To friends, I explain the Libertarian Party as having the heart of a Democrat but the brain of a Republican. The freedom to live your life as you see fit, as long as it doesn’t harm anyone else’s, is one of the tenets. But with that freedom comes responsibility, and the understanding that there are consequences to your actions. Dye your hair blue, pierce your nose and wear a tattered wedding gown to work; that’s fine. But also realize that if your employer wants to fire you for doing so, that’s fine too.
The Libertarian Party is not without its faults. For starters, it is plagued by a fringe who find themselves identifying with various single elements of the party’s platform. The kind of folks who hole up in Montana, print their own money, and assume the CIA is after them are drawn to the less government component. The party’s desire to end the failed War on Drugs and decriminalize them attracts a coterie of pot-smoking, Simpsons-watching dunderheads.
If the Libertarians have one major issue aside from not being too well known, it’s that when they do get noticed, it’s because of some loon who’s decided he’s a Libertarian. I was appalled during an election in New York when a candidate for City Council (or was it Mayor?) papered the neighborhood in crude, black & white photocopies. ‘Vote for _______, Libertarian’ with a gigantic pot-leaf next to his name. I cringed every time I passed these mockeries. Anyone seeing these things would immediately think Libertarian, crudely drawn campaign poster, photocopy, pot leaf. ‘ freaks. And rightly so.
The voter’s guide for last November’s election featured a bio of a Libertarian candidate for City Council. The bio was scary enough, but the photograph featured a too-closeup of a gentleman standing in front of a flag, gazing off into the distance like the visionary he fancied he was. He looked like a cross between Crispin Glover and Hitler.
A few times I provided Mr. Boortz with comedic radio pieces that he played on his show; fake commercials and song parodies that echoed whatever sentiments he had at the time. Once I sat at his table during a Libertarian function and witnessed a procession of the devoted paying homage to him. One gentleman — bearded, bespectacled and with the demeanor of an uncle who might touch you too much — approached the table and handed Mr. Boortz a cassette. I write Libertarian science-fiction, he said.
So, the party is a freak magnet. They could do with a little overhaul. Get rid of the militia types, the black-helicopter conspiracy theorists, the druggies and the glaze-eyed dandies and you’ll find a collection of quite normal, quite rational individuals who have some very good ideas about things.
As far as the Libertarians making much of a difference in this election, I know better than to hold my breath.
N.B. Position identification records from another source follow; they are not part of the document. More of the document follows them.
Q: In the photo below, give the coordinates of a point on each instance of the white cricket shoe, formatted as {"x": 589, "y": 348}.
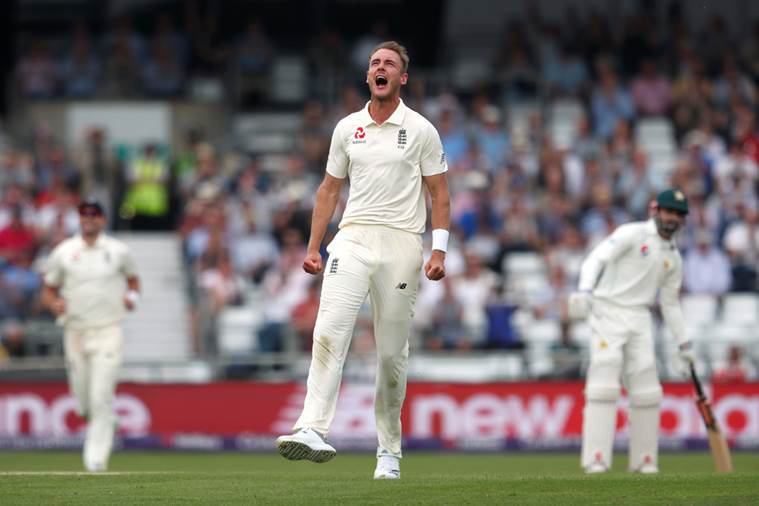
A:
{"x": 95, "y": 467}
{"x": 595, "y": 468}
{"x": 388, "y": 468}
{"x": 306, "y": 444}
{"x": 648, "y": 468}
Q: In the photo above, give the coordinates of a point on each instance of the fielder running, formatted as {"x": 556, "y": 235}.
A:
{"x": 633, "y": 263}
{"x": 388, "y": 152}
{"x": 89, "y": 282}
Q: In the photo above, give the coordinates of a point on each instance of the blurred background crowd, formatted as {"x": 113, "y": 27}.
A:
{"x": 566, "y": 130}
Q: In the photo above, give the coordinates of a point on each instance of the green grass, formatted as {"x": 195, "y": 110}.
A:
{"x": 427, "y": 478}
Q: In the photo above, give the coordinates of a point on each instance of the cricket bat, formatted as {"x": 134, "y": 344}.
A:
{"x": 720, "y": 451}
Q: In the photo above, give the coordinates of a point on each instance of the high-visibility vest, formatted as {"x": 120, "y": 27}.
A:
{"x": 149, "y": 194}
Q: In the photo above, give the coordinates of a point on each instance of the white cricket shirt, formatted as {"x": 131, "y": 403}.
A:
{"x": 636, "y": 262}
{"x": 385, "y": 164}
{"x": 91, "y": 279}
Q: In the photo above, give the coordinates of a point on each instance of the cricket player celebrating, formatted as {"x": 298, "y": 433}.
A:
{"x": 618, "y": 282}
{"x": 388, "y": 152}
{"x": 89, "y": 282}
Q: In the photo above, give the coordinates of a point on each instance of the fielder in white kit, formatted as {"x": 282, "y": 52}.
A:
{"x": 619, "y": 282}
{"x": 388, "y": 152}
{"x": 90, "y": 281}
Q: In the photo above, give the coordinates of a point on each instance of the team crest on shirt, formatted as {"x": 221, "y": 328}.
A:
{"x": 358, "y": 136}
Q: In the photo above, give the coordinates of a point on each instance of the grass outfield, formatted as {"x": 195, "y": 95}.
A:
{"x": 427, "y": 478}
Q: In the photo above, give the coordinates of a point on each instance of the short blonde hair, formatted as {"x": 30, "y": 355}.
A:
{"x": 393, "y": 46}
They claim that they are the third largest political party in the United States. That may be. But the vast majority of them continue to vote for the lesser evil to make sure that the greater one doesn’t get elected.
Until such time as the Libertarian Party, or any third party for that matter, can encourage people to vote ideologically, rather than strategically, there will be more of the same. I’ve resigned myself to the fact that somewhere in that zero-point-something-percent at the bottom of the screen is my vote. Un-wasted.